Abstract:
Objectives The complex terrain makes it difficult to construct coal mining subsidence basins and extract horizontal movements in the Loess Plateau, Western China. The traditional surface subsidence monitoring methods are often used to collect data along a given profile, which is inefficient. Repeat-pass interferometric synthetic aperture radar (InSAR) technology is prone to incoherence in areas with large gradient surface displacements, making it difficult to meet the surface subsidence monitoring accuracy requirements in mining areas. We propose a new method to construct mining subsidence basins and extract horizontal movements based on unmanned aerial vehicle light detection and ranging point cloud data.
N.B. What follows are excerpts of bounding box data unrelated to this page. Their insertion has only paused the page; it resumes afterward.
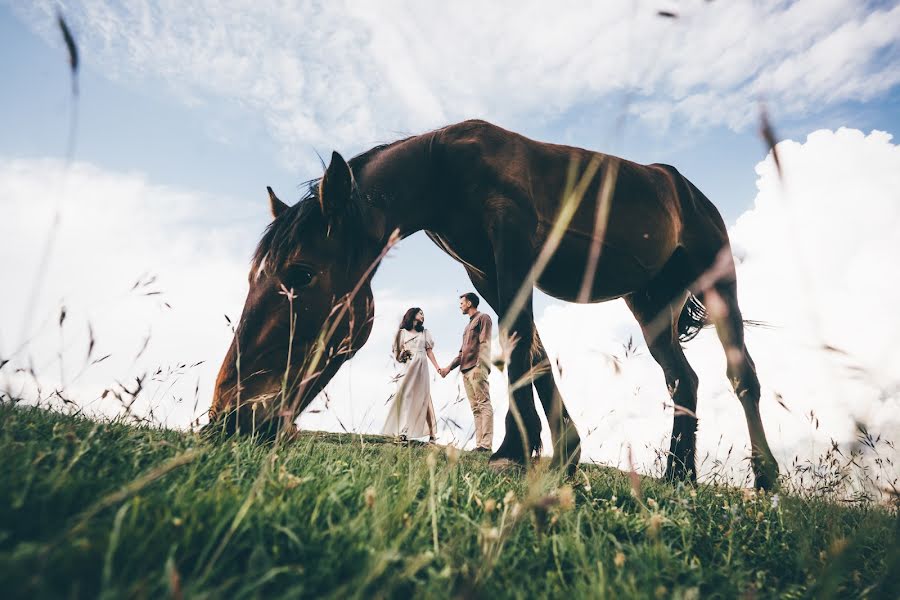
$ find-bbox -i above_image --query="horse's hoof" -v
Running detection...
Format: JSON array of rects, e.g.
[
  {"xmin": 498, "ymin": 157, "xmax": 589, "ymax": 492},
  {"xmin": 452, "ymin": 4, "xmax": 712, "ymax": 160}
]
[
  {"xmin": 754, "ymin": 473, "xmax": 778, "ymax": 492},
  {"xmin": 488, "ymin": 457, "xmax": 525, "ymax": 473}
]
Methods A range of terrain factors are combined to build a deep neural network (DNN) model to extract stable areas with limited topographic effects during the construction of subsidence basins, and the optimal value interpolation algorithm is used to fit the stable areas to obtain the complete subsidence basins. The binary shape context feature operator is then integrated with a variety of terrain factors to improve the feature matching algorithm to extract horizontal movements in the mining subsidence area. Based on this, we design a scheme to extract horizontal movements of the main sections, and analyze the relationships between the horizontal movement extraction errors and point cloud density and terrain factors.
Results The results in Yushen Mining area show that the DNN model combined with terrain factors can effectively extract the stable areas with the modeling error of subsidence being reduced even under complex terrain, which provides a new method for the construction of coal mining subsidence basins.
Conclusions The horizontal movement curve extracted by the improved feature matching algorithm integrated with terrain features conforms to the basic law of the horizontal motion of coal mining subsidence, and the terrain factors that have strong correlations with horizontal movement deviations can be used as indicators to represent the performance of the improved feature matching algorithm.